Specifically, the water dilution method comprises the following specific steps:
diluting yolk with deionized pure water, adjusting pH to 7.6, stirring at 4 deg.C for 4 hr, centrifuging, discarding precipitate, filtering supernatant with 200KDa filter membrane, and concentrating to 2ml with 150KDa protein ultrafiltration tube.
Thus, protective yolk antibodies against the S1 protein and RBD domain of the novel coronavirus SARS-CoV2 were obtained by the above steps.
Second, immunoassay
The yolk antibody against the S1 protein and RBD domain of SARS-CoV2 was subjected to mapping, protein concentration and binding to antigen.
1. Atlas
A yolk antibody (the anti-pathogen hyperimmune yolk antibody prepared by the method) aiming at the S1 protein and the RBD structural domain of SARS-CoV2 is prepared by taking 32 mu L, adding 8 mu L5 × protein loading buffer, bathing in boiling water for 10min, standing on ice for 10min, spotting, carrying out 80V voltage, and carrying out SDS-PAGE electrophoresis for 2h, wherein the electrophoresis images are respectively shown in figures 8 and 9.
Placing into a dyeing bar, pouring improved Coomassie staining solution, placing in a microwave oven with middle fire for 1min, taking out, placing in a horizontal shaking table, shaking for 10min, changing the decolorizing solution, repeating for 2 times, and imaging, respectively as shown in FIG. 8 and FIG. 9.

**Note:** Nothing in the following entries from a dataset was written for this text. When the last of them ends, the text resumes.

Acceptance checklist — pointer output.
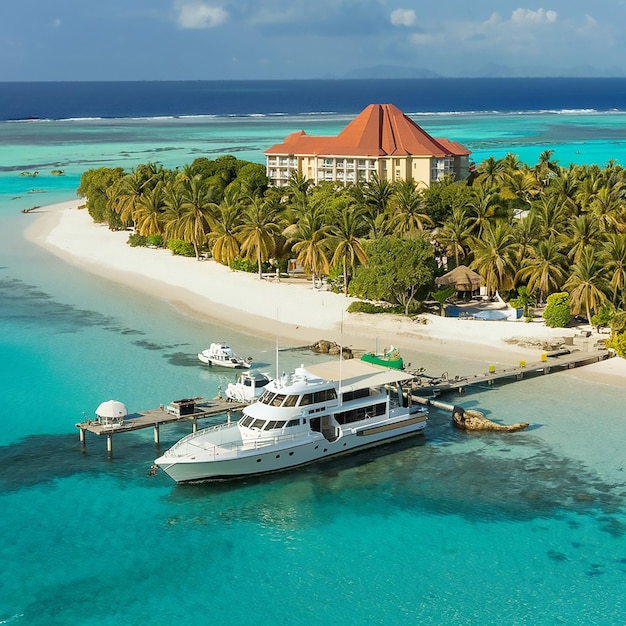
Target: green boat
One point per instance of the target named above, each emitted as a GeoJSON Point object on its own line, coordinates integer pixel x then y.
{"type": "Point", "coordinates": [391, 358]}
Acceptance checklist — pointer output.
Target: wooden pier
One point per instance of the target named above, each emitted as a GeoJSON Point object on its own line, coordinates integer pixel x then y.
{"type": "Point", "coordinates": [555, 361]}
{"type": "Point", "coordinates": [189, 410]}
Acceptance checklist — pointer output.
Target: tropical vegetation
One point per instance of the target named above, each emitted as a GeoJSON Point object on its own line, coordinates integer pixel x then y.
{"type": "Point", "coordinates": [531, 231]}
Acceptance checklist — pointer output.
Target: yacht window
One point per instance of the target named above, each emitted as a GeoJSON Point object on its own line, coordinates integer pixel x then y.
{"type": "Point", "coordinates": [291, 401]}
{"type": "Point", "coordinates": [264, 396]}
{"type": "Point", "coordinates": [267, 397]}
{"type": "Point", "coordinates": [278, 399]}
{"type": "Point", "coordinates": [326, 394]}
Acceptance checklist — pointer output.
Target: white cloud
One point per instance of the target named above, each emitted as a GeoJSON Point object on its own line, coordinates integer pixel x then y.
{"type": "Point", "coordinates": [421, 39]}
{"type": "Point", "coordinates": [403, 17]}
{"type": "Point", "coordinates": [197, 14]}
{"type": "Point", "coordinates": [527, 16]}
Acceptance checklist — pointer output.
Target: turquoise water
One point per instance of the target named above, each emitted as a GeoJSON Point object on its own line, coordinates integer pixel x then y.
{"type": "Point", "coordinates": [448, 528]}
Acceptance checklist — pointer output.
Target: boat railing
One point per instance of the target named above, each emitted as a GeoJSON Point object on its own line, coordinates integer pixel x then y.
{"type": "Point", "coordinates": [186, 438]}
{"type": "Point", "coordinates": [235, 446]}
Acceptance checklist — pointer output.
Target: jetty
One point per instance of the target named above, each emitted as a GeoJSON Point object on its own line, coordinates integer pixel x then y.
{"type": "Point", "coordinates": [554, 361]}
{"type": "Point", "coordinates": [185, 410]}
{"type": "Point", "coordinates": [422, 388]}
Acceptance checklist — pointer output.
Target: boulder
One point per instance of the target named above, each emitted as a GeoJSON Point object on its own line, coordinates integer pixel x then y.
{"type": "Point", "coordinates": [330, 347]}
{"type": "Point", "coordinates": [466, 419]}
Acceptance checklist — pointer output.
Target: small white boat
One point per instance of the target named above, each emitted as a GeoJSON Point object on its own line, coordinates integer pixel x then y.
{"type": "Point", "coordinates": [249, 386]}
{"type": "Point", "coordinates": [317, 412]}
{"type": "Point", "coordinates": [222, 355]}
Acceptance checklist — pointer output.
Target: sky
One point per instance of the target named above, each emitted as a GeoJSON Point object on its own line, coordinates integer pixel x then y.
{"type": "Point", "coordinates": [286, 39]}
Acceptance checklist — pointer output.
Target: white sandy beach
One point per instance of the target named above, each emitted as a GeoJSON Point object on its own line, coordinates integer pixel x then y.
{"type": "Point", "coordinates": [296, 312]}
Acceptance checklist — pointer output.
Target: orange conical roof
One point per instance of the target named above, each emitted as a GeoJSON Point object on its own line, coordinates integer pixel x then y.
{"type": "Point", "coordinates": [379, 130]}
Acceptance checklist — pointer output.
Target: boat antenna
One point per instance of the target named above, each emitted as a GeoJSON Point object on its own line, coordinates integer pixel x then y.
{"type": "Point", "coordinates": [340, 356]}
{"type": "Point", "coordinates": [277, 346]}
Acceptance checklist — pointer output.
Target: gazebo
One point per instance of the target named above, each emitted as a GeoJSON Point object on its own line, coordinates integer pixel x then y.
{"type": "Point", "coordinates": [462, 278]}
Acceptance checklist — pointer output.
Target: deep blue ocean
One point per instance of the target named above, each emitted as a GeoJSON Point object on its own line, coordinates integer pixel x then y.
{"type": "Point", "coordinates": [524, 528]}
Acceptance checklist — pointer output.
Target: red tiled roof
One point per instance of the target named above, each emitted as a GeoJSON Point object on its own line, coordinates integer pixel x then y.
{"type": "Point", "coordinates": [379, 130]}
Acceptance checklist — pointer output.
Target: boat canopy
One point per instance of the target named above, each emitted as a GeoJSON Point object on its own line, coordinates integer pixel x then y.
{"type": "Point", "coordinates": [356, 374]}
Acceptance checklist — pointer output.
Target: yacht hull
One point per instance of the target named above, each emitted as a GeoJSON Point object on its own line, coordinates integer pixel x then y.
{"type": "Point", "coordinates": [271, 458]}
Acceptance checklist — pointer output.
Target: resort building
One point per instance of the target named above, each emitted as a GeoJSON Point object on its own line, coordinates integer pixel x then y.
{"type": "Point", "coordinates": [381, 140]}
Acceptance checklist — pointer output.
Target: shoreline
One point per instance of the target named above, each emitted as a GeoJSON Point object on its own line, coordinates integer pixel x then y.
{"type": "Point", "coordinates": [294, 312]}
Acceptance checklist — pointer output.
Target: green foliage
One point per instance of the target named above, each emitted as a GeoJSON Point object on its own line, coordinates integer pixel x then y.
{"type": "Point", "coordinates": [135, 240]}
{"type": "Point", "coordinates": [93, 187]}
{"type": "Point", "coordinates": [251, 180]}
{"type": "Point", "coordinates": [617, 341]}
{"type": "Point", "coordinates": [523, 300]}
{"type": "Point", "coordinates": [181, 248]}
{"type": "Point", "coordinates": [396, 270]}
{"type": "Point", "coordinates": [557, 313]}
{"type": "Point", "coordinates": [154, 241]}
{"type": "Point", "coordinates": [443, 196]}
{"type": "Point", "coordinates": [246, 265]}
{"type": "Point", "coordinates": [367, 307]}
{"type": "Point", "coordinates": [603, 317]}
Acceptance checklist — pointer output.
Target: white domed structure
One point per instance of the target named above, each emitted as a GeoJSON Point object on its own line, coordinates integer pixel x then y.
{"type": "Point", "coordinates": [112, 412]}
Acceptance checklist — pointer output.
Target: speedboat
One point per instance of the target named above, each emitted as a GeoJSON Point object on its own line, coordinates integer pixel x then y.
{"type": "Point", "coordinates": [314, 413]}
{"type": "Point", "coordinates": [222, 355]}
{"type": "Point", "coordinates": [249, 386]}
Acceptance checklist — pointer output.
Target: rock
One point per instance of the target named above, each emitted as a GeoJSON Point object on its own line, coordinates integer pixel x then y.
{"type": "Point", "coordinates": [330, 347]}
{"type": "Point", "coordinates": [475, 420]}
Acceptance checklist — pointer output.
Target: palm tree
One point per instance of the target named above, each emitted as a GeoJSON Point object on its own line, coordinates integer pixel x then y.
{"type": "Point", "coordinates": [309, 239]}
{"type": "Point", "coordinates": [527, 231]}
{"type": "Point", "coordinates": [128, 193]}
{"type": "Point", "coordinates": [407, 205]}
{"type": "Point", "coordinates": [260, 224]}
{"type": "Point", "coordinates": [587, 283]}
{"type": "Point", "coordinates": [610, 208]}
{"type": "Point", "coordinates": [377, 193]}
{"type": "Point", "coordinates": [225, 225]}
{"type": "Point", "coordinates": [346, 229]}
{"type": "Point", "coordinates": [550, 214]}
{"type": "Point", "coordinates": [174, 213]}
{"type": "Point", "coordinates": [298, 189]}
{"type": "Point", "coordinates": [546, 168]}
{"type": "Point", "coordinates": [492, 173]}
{"type": "Point", "coordinates": [615, 255]}
{"type": "Point", "coordinates": [582, 231]}
{"type": "Point", "coordinates": [544, 268]}
{"type": "Point", "coordinates": [149, 212]}
{"type": "Point", "coordinates": [454, 235]}
{"type": "Point", "coordinates": [482, 206]}
{"type": "Point", "coordinates": [495, 256]}
{"type": "Point", "coordinates": [197, 205]}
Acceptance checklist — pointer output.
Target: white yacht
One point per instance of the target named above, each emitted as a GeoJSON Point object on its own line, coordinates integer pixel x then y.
{"type": "Point", "coordinates": [249, 386]}
{"type": "Point", "coordinates": [315, 413]}
{"type": "Point", "coordinates": [222, 355]}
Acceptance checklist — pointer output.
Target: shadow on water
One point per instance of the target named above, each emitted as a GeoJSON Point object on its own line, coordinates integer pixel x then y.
{"type": "Point", "coordinates": [24, 304]}
{"type": "Point", "coordinates": [422, 475]}
{"type": "Point", "coordinates": [438, 473]}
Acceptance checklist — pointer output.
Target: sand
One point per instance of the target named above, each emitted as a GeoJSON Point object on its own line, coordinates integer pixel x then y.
{"type": "Point", "coordinates": [293, 311]}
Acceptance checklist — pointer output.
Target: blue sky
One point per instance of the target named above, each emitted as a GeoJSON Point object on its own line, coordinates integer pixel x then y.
{"type": "Point", "coordinates": [284, 39]}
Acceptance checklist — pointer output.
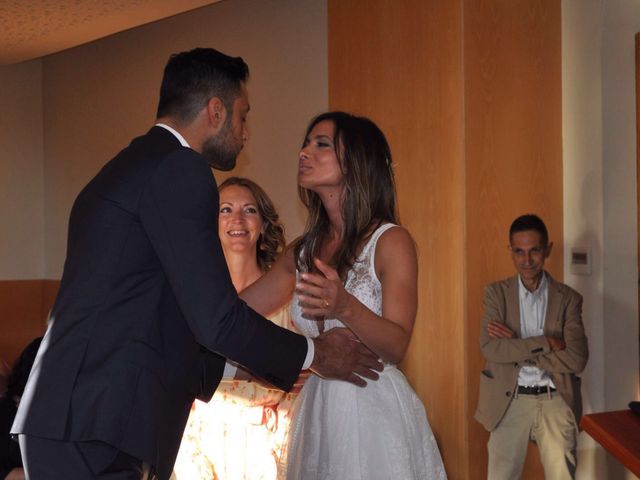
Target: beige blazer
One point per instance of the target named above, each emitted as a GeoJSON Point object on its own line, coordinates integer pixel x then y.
{"type": "Point", "coordinates": [505, 357]}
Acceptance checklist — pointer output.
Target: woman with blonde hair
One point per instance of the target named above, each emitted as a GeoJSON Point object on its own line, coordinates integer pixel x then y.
{"type": "Point", "coordinates": [240, 432]}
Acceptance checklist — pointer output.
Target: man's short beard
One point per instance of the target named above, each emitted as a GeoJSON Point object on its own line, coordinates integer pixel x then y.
{"type": "Point", "coordinates": [219, 150]}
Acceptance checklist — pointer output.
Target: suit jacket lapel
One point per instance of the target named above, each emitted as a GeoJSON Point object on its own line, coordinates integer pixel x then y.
{"type": "Point", "coordinates": [554, 300]}
{"type": "Point", "coordinates": [513, 306]}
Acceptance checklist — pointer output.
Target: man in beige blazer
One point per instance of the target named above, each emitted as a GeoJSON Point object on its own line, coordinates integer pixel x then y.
{"type": "Point", "coordinates": [534, 344]}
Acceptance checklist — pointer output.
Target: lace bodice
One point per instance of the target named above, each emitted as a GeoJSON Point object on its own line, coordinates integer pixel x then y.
{"type": "Point", "coordinates": [362, 282]}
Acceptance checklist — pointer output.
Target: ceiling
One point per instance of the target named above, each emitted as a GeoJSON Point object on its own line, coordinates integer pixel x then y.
{"type": "Point", "coordinates": [33, 28]}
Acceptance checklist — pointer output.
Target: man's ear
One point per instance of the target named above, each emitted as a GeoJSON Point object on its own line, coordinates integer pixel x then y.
{"type": "Point", "coordinates": [548, 252]}
{"type": "Point", "coordinates": [216, 112]}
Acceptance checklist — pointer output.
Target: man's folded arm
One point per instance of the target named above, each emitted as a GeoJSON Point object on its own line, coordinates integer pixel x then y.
{"type": "Point", "coordinates": [503, 350]}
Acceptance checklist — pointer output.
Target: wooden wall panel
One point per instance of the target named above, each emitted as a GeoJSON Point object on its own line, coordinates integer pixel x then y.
{"type": "Point", "coordinates": [469, 95]}
{"type": "Point", "coordinates": [513, 152]}
{"type": "Point", "coordinates": [399, 63]}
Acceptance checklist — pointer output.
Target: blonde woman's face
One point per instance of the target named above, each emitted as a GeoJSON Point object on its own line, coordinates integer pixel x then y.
{"type": "Point", "coordinates": [239, 221]}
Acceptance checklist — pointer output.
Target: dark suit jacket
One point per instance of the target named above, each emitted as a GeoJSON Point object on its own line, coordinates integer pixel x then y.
{"type": "Point", "coordinates": [505, 357]}
{"type": "Point", "coordinates": [145, 290]}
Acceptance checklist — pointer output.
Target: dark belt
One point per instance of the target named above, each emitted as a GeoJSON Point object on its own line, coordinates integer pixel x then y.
{"type": "Point", "coordinates": [537, 390]}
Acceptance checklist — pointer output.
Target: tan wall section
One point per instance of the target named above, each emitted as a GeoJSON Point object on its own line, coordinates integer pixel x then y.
{"type": "Point", "coordinates": [469, 95]}
{"type": "Point", "coordinates": [24, 305]}
{"type": "Point", "coordinates": [21, 175]}
{"type": "Point", "coordinates": [98, 96]}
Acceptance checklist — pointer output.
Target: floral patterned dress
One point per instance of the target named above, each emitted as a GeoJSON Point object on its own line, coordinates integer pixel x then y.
{"type": "Point", "coordinates": [239, 434]}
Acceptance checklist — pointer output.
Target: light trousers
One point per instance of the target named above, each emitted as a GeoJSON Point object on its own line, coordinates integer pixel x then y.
{"type": "Point", "coordinates": [545, 419]}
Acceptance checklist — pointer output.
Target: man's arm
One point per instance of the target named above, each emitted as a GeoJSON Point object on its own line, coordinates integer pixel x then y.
{"type": "Point", "coordinates": [497, 342]}
{"type": "Point", "coordinates": [573, 358]}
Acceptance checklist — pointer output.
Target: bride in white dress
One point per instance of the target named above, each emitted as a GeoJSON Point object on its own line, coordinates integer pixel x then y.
{"type": "Point", "coordinates": [353, 267]}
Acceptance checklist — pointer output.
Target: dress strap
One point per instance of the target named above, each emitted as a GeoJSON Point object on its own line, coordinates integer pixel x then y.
{"type": "Point", "coordinates": [371, 245]}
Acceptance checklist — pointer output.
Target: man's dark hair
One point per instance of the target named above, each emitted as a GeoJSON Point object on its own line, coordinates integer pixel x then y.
{"type": "Point", "coordinates": [527, 222]}
{"type": "Point", "coordinates": [192, 78]}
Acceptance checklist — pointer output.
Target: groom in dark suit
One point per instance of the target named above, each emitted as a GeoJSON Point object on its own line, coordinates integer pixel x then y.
{"type": "Point", "coordinates": [146, 311]}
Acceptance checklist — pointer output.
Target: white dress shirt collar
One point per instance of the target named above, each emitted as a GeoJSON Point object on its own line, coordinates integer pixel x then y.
{"type": "Point", "coordinates": [180, 138]}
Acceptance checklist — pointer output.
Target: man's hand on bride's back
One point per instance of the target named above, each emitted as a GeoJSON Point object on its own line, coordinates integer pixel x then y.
{"type": "Point", "coordinates": [340, 355]}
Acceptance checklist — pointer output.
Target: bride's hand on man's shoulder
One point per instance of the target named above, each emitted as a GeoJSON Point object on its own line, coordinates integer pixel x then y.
{"type": "Point", "coordinates": [322, 294]}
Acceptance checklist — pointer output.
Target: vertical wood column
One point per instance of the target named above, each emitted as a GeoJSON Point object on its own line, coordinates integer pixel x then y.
{"type": "Point", "coordinates": [513, 157]}
{"type": "Point", "coordinates": [468, 93]}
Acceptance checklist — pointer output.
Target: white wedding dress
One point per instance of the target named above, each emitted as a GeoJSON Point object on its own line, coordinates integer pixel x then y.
{"type": "Point", "coordinates": [343, 432]}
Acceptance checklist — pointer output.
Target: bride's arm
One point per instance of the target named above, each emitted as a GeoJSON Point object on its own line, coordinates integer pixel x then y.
{"type": "Point", "coordinates": [273, 289]}
{"type": "Point", "coordinates": [396, 265]}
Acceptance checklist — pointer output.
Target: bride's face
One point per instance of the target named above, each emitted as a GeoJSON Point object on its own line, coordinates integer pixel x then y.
{"type": "Point", "coordinates": [318, 164]}
{"type": "Point", "coordinates": [239, 220]}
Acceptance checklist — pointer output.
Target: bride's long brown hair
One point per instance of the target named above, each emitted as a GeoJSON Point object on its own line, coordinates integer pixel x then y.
{"type": "Point", "coordinates": [370, 195]}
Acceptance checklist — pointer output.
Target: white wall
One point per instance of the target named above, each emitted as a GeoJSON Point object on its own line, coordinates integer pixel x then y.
{"type": "Point", "coordinates": [21, 175]}
{"type": "Point", "coordinates": [600, 201]}
{"type": "Point", "coordinates": [100, 95]}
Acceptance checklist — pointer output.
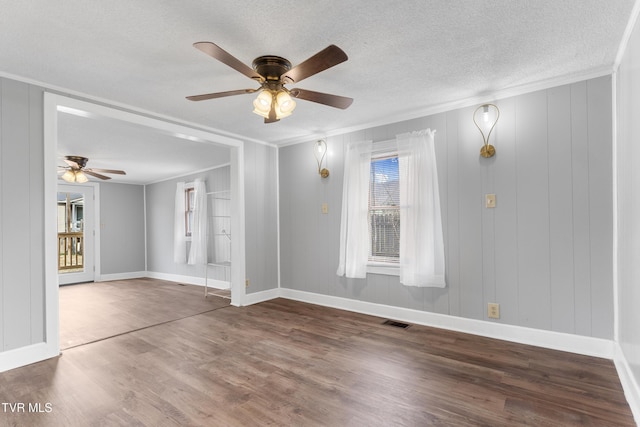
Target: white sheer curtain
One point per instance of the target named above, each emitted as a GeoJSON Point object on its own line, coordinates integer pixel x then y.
{"type": "Point", "coordinates": [421, 238]}
{"type": "Point", "coordinates": [179, 234]}
{"type": "Point", "coordinates": [198, 251]}
{"type": "Point", "coordinates": [354, 230]}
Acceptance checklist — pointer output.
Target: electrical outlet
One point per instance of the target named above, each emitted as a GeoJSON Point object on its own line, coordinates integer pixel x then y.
{"type": "Point", "coordinates": [493, 310]}
{"type": "Point", "coordinates": [490, 200]}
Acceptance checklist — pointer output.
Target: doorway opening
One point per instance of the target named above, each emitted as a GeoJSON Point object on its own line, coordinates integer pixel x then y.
{"type": "Point", "coordinates": [56, 103]}
{"type": "Point", "coordinates": [75, 233]}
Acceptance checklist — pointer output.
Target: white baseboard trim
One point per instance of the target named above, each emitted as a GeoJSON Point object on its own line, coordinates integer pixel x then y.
{"type": "Point", "coordinates": [23, 356]}
{"type": "Point", "coordinates": [121, 276]}
{"type": "Point", "coordinates": [218, 284]}
{"type": "Point", "coordinates": [261, 296]}
{"type": "Point", "coordinates": [589, 346]}
{"type": "Point", "coordinates": [188, 280]}
{"type": "Point", "coordinates": [628, 381]}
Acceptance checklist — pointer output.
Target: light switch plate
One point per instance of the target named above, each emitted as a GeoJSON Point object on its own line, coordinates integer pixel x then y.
{"type": "Point", "coordinates": [490, 200]}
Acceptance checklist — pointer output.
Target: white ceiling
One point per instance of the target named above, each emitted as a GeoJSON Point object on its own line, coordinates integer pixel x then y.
{"type": "Point", "coordinates": [405, 57]}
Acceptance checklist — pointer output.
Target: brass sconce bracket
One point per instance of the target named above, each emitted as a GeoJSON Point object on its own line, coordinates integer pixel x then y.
{"type": "Point", "coordinates": [320, 151]}
{"type": "Point", "coordinates": [486, 127]}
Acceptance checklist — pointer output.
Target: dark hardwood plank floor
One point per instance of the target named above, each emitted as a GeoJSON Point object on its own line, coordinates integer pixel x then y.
{"type": "Point", "coordinates": [94, 311]}
{"type": "Point", "coordinates": [288, 363]}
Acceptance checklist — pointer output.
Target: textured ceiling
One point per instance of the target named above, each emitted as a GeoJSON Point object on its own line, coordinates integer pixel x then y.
{"type": "Point", "coordinates": [404, 56]}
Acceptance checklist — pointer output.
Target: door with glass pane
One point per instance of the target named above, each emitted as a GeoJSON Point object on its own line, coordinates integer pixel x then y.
{"type": "Point", "coordinates": [75, 234]}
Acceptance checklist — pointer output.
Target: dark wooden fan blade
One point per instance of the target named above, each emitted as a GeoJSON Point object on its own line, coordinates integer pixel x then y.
{"type": "Point", "coordinates": [322, 60]}
{"type": "Point", "coordinates": [225, 57]}
{"type": "Point", "coordinates": [97, 175]}
{"type": "Point", "coordinates": [322, 98]}
{"type": "Point", "coordinates": [118, 172]}
{"type": "Point", "coordinates": [220, 94]}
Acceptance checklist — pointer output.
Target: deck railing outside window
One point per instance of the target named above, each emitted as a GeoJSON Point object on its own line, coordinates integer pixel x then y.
{"type": "Point", "coordinates": [70, 251]}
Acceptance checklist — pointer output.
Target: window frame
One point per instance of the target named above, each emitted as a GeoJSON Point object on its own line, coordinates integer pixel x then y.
{"type": "Point", "coordinates": [189, 195]}
{"type": "Point", "coordinates": [380, 265]}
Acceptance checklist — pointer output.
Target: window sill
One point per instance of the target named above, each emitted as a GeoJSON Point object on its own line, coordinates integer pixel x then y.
{"type": "Point", "coordinates": [386, 269]}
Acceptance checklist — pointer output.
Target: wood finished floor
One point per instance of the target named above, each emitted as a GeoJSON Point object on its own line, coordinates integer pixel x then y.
{"type": "Point", "coordinates": [95, 311]}
{"type": "Point", "coordinates": [288, 363]}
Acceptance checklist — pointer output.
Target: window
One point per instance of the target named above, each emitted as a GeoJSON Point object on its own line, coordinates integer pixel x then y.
{"type": "Point", "coordinates": [189, 199]}
{"type": "Point", "coordinates": [384, 210]}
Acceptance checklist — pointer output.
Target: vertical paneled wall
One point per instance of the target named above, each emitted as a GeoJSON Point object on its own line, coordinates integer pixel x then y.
{"type": "Point", "coordinates": [544, 253]}
{"type": "Point", "coordinates": [21, 218]}
{"type": "Point", "coordinates": [628, 185]}
{"type": "Point", "coordinates": [261, 224]}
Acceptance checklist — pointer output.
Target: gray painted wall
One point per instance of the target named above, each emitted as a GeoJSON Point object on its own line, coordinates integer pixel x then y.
{"type": "Point", "coordinates": [21, 219]}
{"type": "Point", "coordinates": [261, 223]}
{"type": "Point", "coordinates": [544, 253]}
{"type": "Point", "coordinates": [628, 182]}
{"type": "Point", "coordinates": [121, 228]}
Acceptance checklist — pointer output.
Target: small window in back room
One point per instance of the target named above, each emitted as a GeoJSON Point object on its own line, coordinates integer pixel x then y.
{"type": "Point", "coordinates": [189, 195]}
{"type": "Point", "coordinates": [384, 210]}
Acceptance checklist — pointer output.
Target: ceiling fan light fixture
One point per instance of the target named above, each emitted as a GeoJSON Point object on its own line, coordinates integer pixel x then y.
{"type": "Point", "coordinates": [262, 103]}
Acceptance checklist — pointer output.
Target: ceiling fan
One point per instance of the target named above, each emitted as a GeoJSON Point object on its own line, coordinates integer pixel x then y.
{"type": "Point", "coordinates": [76, 171]}
{"type": "Point", "coordinates": [273, 72]}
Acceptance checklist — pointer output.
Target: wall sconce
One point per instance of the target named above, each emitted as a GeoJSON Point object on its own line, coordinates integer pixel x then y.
{"type": "Point", "coordinates": [490, 116]}
{"type": "Point", "coordinates": [320, 151]}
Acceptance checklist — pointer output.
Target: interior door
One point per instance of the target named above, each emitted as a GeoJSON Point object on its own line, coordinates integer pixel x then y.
{"type": "Point", "coordinates": [75, 234]}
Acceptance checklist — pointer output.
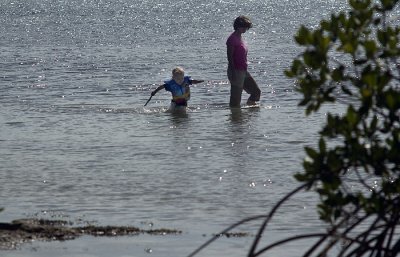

And (3) detection results: the anti-pathogen hyperimmune yolk antibody aiming at the S1 protein and the RBD structural domain of SARS-CoV2 shows two bands after being stained by improved Coomassie brilliant blue according to SDS-PAGE gel electrophoresis, and two specific bands can be found at 70KDa and 25KDa by WesternBlotting detection.
2. Protein concentration
The protein concentration is measured by ultraviolet spectrophotometer to be 18-30 mg/ml.
3. Binding to antigen
Detection with indirect immunofluorescence:
1) respectively transfecting the pAAV-CMV-S1 and the pAAV-CMV-RBD into HEK293T cells for 48h
2)1 × PBS 3 times, each 3min
3) Fixing with 4% paraformaldehyde for 15min
4)1 × PBS 3 times, each 3min
5) The anti-pathogenic hyperimmune yolk antibodies obtained in Experimental examples 2 and 3 were diluted 200-fold with PBS containing 5% BSA and 0.1% Triton X-100, added to the culture plates, and incubated at 37 ℃ for 2 hours
6)1 × PBS 3 times, each 3min
7) Adding 1 × PBS containing green fluorescence labeled rabbit anti-IgY, and incubating at 37 deg.C for 1h
8)1 × PBS 3 times, each 3min
The fluorescence microscopy images are shown in FIG. 10 and FIG. 11, respectively.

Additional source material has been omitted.